Improving The Braves: An Established Power HitterBrandon Contes. 7th January, 2012 - 10:33 pm
On September 5th, it looked as if Fredi Gonzalez would lead the Braves into the playoffs without any serious challenger. A little more than three weeks later and the epic collapse was complete.
The Braves were 89-73, good for second place in the NL East so this isn't a situation where they are lacking a ton of pieces, or need to think about a large shakeup. Looking ahead to the 2012 season, the Braves need to maintain their core, but address the issues that caused them to struggle in September.
As with most good Braves teams that we've seen over the last 20 years, this one was built on great pitching. Tim Hudson, Tommy Hanson, Jair Jurrjens, Mike Minor, and Derek Lowe made up for one of the best pitching staffs in baseball. The Braves ranked 4th in ERA, 1st in strikeouts, 6th in WHIP, and their closer Craig Kimbrel was arguably the most dominant reliever in baseball. Unfortunately for Braves fans, they can only remember the blown save in game 162. Nonetheless, it certainly isn't pitching that the Braves need to improve on for next season.
The Braves do need to improve their offense in 2012. Looking at their offensive stats from 2011, the Braves ranked 26th in OBP, 26th in batting average, 23rd in hits, and a more respectable 8th in homeruns. Taking that into account, it would appear that they're okay in the power department, but in desperate need of top of the order talent. I actually think it's the other way around and the Braves should look to add a power bat for a couple of reasons.
The first reason is the addition of Michael Bourn from the Houston Astros just before the trade deadline. Bourn was one of the best leadoff hitters in baseball last year, playing most of the season with a terrible Astro team. Playing a full season with a playoff caliber team like the Braves should help him to improve, but even if he has a drop off you can still pencil him in for at least a .280 batting average, .340 OBP, and 45 stolen bases. Another top of the order hitter, Martin Prado, had the worst season of his career last year. Coming off three consecutive seasons hitting over .300, his batting average and OBP dropped off by nearly 50 points each. At only 28-years-old, there's no reason to believe Prado can't get back to his 2010 All-Star season.
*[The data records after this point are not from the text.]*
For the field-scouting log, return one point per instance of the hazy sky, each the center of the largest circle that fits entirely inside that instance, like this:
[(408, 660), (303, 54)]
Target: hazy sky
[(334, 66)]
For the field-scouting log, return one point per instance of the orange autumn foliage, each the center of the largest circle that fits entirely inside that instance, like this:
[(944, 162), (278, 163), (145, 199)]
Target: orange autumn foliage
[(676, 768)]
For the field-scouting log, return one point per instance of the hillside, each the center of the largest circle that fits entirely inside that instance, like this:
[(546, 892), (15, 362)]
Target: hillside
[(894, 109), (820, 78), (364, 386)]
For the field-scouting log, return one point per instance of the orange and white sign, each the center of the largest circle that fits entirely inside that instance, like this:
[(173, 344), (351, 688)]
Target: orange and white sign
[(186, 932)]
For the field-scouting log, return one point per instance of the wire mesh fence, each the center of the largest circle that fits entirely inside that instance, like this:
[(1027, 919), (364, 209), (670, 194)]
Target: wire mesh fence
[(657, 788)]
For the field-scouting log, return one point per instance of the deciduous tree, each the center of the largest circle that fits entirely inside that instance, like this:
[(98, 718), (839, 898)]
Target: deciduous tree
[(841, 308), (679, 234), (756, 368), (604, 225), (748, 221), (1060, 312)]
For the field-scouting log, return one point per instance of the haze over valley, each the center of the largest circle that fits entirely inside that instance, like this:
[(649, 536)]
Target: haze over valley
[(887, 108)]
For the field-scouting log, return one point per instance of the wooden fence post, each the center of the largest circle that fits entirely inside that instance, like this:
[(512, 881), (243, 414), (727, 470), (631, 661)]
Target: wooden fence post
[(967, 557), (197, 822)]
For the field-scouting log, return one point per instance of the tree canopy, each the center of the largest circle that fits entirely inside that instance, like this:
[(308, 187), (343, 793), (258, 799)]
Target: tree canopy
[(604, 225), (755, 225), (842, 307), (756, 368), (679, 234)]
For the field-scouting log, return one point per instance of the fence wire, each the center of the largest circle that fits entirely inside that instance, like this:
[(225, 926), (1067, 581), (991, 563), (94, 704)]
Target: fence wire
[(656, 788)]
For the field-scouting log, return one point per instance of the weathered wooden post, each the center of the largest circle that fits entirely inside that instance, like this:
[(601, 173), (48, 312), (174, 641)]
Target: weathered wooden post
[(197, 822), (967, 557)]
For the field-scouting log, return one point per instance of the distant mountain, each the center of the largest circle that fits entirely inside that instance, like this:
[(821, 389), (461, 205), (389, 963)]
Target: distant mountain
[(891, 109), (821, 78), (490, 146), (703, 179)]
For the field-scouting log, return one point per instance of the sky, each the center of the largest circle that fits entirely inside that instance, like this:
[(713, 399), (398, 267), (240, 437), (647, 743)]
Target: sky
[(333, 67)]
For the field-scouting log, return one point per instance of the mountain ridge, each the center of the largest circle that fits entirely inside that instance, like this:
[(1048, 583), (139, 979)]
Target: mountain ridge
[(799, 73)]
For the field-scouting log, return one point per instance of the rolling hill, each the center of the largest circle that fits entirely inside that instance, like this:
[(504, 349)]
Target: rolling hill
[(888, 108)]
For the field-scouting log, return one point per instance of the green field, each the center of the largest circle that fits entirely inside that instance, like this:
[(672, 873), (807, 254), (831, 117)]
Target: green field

The Braves have a young developing talent in Freddie Freeman and I believe its safe to assume an improved second year for him, however, its always possible to have a sophomore slump like Jason Heyward. Heyward, who had a brutal second year in the majors, needs to have a bounce back year and get back to being the budding all-star we saw his rookie season. Heyward hit .227 with a .319 OBP and had drop-offs in every single major statistical offensive category from his rookie campaign. For a player with his talent he needs to, and will have a drastically improved season or he'll find himself in the minor leagues.
Although the Braves ranked 8th in home runs last season, they had only one legitimate power hitter in Dan Uggla. And although he has been a proven homerun hitter, Uggla is not a good enough all around hitter to rely on in the clean-up spot. Brian McCann may be the most reliable hitter on the team. However, as good of an offensive catcher as he is, he's no Mike Piazza, he can't carry a team. Chipper added 18 homers last year, but at his age who knows what to expect from him. The Braves need an established power hitter. They need a hitter that puts some fear into pitchers, and right now they don't have that.
The one thing the Braves do have is an abundance of pitching. They have it in their rotation, they have it in their bullpen, and they have it in their farm system. Yes, you can never have enough pitching, but they have other needs to fill and pitching is the most valuable asset in baseball. The Braves can afford to part with a pitcher, and they need to look to do that. Jair Jurrjens is the most viable candidate to be traded. He will command a lot of value being that he'll only be 26 at the start of the season, and he's proven to be top of the rotation talent in his young career. The Braves have minor league talent ready to step in the rotation, most notably Julio Teheran. Teheran was dominant in AAA last year, and makes Jurrjens more expendable.
So who could they trade Jurrjens for? One team that looks to be a perfect match for a trade would be the Texas Rangers. The Rangers could have used an additional pitcher last year when they were unable to re-sign Cliff Lee, and now the loss of CJ Wilson makes them even more in need. Their plan is to move closer Neftali Feliz to the rotation, but how did that work out for the Yankees with Joba Chamberlain? The Rangers are a team that could use starting pitching, and have excess hitters. Maybe the Braves ask for Nelson Cruz, a 31-year-old power hitter, who when healthy is very dangerous at the plate. Its much easier to trade pitching for hitting, than it is hitting for pitchers. Its not uncommon to see a team willing to part with a hitter for a pitcher, but its more rare to find a team willing to part with that frontline starter. They have a hole to fill and they can afford to part with a starting pitcher. With excess pitching, the Braves are in the driver's seat and need to take advantage.